Loss of CXCR4 in myeloid cells enhances antitumor immunity and reduces melanoma growth through NK cell and FASL mechanisms

Abstract

The chemokine receptor, CXCR4, is involved in cancer growth, invasion, and metastasis. Several promising CXCR4 antagonists have been shown to halt tumor metastasis in preclinical studies, and clinical trials evaluating the effectiveness of these agents in cancer patients are ongoing. However, the impact of targeting CXCR4 specifically on immune cells is not clear.

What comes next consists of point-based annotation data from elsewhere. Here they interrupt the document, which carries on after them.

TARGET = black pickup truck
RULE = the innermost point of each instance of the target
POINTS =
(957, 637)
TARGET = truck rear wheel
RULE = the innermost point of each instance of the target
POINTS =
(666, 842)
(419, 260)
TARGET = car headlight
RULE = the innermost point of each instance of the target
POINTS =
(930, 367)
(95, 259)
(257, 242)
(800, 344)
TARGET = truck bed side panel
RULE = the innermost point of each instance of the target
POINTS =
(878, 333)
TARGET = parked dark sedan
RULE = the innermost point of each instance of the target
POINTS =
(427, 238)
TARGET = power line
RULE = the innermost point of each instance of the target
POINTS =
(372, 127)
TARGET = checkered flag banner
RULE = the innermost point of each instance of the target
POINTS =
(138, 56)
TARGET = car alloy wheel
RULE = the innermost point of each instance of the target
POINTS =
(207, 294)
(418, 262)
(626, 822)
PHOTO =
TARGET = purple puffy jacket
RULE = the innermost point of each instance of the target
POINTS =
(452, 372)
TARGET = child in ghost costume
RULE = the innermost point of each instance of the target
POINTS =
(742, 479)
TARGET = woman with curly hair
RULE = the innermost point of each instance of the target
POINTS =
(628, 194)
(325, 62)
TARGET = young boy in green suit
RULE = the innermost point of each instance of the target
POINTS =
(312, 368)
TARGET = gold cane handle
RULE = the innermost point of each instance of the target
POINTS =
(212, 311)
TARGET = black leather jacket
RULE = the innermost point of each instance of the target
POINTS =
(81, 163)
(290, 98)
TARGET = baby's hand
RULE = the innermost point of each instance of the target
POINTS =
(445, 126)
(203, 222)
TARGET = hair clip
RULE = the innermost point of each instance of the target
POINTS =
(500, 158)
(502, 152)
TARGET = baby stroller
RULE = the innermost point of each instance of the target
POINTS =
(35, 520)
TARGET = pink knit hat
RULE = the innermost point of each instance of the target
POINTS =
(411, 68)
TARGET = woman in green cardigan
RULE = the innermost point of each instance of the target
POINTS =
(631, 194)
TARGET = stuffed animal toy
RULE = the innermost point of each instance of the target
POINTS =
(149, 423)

Here we demonstrate that genetic deletion of CXCR4 in myeloid cells (CXCR4MyeΔ/Δ) enhances the antitumor immune response, resulting in significantly reduced melanoma tumor growth. Moreover, CXCR4MyeΔ/Δ mice exhibited slowed tumor progression compared to CXCR4WT mice in an inducible melanocyte BrafV600E/Pten-/- mouse model. The percentage of Fas ligand (FasL)-expressing myeloid cells was reduced in CXCR4MyeΔ/Δ mice as compared to myeloid cells from CXCR4WT mice. In contrast, there was an increased percentage of NK cells expressing FasL in tumors growing in CXCR4MyeΔ/Δ mice. NK cells from CXCR4MyeΔ/Δ mice also exhibited increased tumor cell killing capacity in vivo, based on clearance of NK-sensitive Yac-1 cells. NK cell-mediated killing of Yac-1 cells occurred in a FasL-dependent manner, which was partially dependent upon the presence of CXCR4MyeΔ/Δ neutrophils. Furthermore, enhanced NK cell activity in CXCR4MyeΔ/Δ mice was also associated with increased production of IL18 by specific leukocyte sub-populations. These data suggest that CXCR4-mediated signals from myeloid cells suppress NK cell-mediated tumor surveillance, and thereby enhance tumor growth. Systemic delivery of a peptide antagonist of CXCR4 to tumor bearing CXCR4WT mice resulted in enhanced NK-cell activation and reduced tumor growth, supporting potential clinical implications for CXCR4 antagonism in some cancers.